Before the war Keynes also argued for a Board of Public Investment to prepare detailed schemes including public investments which could be put into effect come the next downturn.  Howard may have been the best Keynsian but he did not go quite far enough.  Faced with impending crisis, Rudd was condemned to choose public investments on the run.  No government could do that well and here I have some sympathy for him.  Nevertheless, we will all for ever bear the dead weight cost of investments that are less productive than others that might have been chosen.  Pink bats, untargeted school building enhancement and, as in my shire, access ramps at public buildings may not be the investments contributing most to wellbeing.
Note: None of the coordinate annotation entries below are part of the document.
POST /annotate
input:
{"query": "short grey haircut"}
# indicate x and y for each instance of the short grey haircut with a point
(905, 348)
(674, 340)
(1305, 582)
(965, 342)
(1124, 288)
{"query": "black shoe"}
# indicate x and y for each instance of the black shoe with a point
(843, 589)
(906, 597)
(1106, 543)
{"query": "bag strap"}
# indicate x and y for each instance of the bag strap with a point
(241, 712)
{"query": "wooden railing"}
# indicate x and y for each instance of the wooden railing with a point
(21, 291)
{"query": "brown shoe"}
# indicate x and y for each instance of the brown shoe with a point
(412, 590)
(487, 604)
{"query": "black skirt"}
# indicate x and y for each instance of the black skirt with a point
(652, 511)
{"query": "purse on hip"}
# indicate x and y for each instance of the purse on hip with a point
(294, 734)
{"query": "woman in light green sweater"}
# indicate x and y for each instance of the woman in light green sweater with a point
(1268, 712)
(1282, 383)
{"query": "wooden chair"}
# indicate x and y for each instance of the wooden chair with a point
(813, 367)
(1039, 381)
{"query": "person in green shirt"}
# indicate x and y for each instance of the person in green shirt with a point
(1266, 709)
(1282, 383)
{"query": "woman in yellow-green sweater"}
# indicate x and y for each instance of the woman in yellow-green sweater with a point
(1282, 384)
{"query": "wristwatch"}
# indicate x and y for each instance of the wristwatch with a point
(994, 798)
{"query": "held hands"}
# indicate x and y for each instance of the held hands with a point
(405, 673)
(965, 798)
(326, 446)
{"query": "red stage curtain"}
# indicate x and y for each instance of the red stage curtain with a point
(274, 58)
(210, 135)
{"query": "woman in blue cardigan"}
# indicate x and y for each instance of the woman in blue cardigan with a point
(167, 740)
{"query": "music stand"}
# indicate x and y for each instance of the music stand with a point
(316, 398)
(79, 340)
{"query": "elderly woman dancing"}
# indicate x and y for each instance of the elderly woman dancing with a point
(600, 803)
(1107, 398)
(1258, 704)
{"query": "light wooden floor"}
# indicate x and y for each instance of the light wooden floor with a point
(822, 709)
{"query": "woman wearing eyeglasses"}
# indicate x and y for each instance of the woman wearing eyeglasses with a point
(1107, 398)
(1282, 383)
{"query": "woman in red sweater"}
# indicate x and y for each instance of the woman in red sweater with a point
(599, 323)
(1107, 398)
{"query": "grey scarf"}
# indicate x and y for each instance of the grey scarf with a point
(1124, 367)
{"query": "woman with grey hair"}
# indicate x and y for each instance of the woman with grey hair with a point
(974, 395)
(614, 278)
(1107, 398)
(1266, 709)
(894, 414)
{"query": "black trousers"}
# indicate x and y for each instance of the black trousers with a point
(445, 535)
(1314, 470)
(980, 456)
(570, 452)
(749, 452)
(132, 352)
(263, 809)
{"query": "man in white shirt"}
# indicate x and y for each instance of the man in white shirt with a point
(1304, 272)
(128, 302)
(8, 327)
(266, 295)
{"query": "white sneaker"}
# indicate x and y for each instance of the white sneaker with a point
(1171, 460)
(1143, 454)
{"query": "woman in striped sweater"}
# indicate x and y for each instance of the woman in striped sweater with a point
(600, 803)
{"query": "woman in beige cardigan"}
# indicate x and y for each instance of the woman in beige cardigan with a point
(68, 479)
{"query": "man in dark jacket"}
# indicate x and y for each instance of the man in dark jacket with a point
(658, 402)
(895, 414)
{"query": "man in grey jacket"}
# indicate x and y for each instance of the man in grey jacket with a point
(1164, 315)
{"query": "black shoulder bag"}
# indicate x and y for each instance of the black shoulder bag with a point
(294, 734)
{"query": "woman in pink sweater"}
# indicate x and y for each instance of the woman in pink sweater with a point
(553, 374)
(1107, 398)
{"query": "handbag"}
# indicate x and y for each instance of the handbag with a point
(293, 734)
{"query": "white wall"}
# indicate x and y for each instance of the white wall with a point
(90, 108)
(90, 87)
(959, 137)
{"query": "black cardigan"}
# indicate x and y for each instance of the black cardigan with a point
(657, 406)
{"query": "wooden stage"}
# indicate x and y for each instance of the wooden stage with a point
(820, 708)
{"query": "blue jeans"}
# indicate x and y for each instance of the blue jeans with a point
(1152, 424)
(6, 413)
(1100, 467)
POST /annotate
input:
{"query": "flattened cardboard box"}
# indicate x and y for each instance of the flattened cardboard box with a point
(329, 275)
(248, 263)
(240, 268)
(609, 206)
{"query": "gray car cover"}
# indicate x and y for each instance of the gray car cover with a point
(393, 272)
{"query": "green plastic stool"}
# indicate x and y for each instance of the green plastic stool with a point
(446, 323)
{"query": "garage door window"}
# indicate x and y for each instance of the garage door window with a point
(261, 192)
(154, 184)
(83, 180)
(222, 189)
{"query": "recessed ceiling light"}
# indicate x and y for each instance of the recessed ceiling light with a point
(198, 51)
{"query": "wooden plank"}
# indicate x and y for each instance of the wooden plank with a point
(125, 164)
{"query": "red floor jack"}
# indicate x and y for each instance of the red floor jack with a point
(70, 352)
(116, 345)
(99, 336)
Mr Rudd's hated neo-liberals, economic rationalists, dries, worshippers of Hayek, call them what you will but exclude the best macro economists, have too carelessly damned Keynsian policies when their wrath should have been directed to those who have exercised "a licence to counterfeit his intellectual coinage".  That carelessness has damaged our influence when it is needed most.  Now, when Keynes' policies are already being implemented on a scale he can never have envisaged, the issue has become how we shall retreat from them in good enough shape to weather the 2018, or whenever, recession-pace those who think the public-debt-financed stimulation is ineffective;  you come too late to the argument.

The job now is to make any who will listen aware of the regulations, yes regulations, especially but not only to trade, that turned the 1929 recession into the Great Depression and the regulation of labour and product markets that co-existed with and surely contributed to the very high levels of unemployment during the 1970s and 1980s.  Along with demand stimulation we must not only devise plans to return in due course the budget to surplus but to attend to the supply-side inefficiencies that keep the NAIRU higher than it need be.

In 1946, just before his death Keynes wrote, "If we reject the [classical] medicine from our systems altogether, we may just drift from expedient to expedient and never get really fit again".  I admit to an inadequate feel for the dynamic effects of economic change and, if only for want of knowledge, I must accept that the economists pressing economic stimulus know what they are doing.  We should, however, plan the retreat and start to mitigate the predictable unintended consequences of their policies now, lest we turn a very nasty recession into a depression.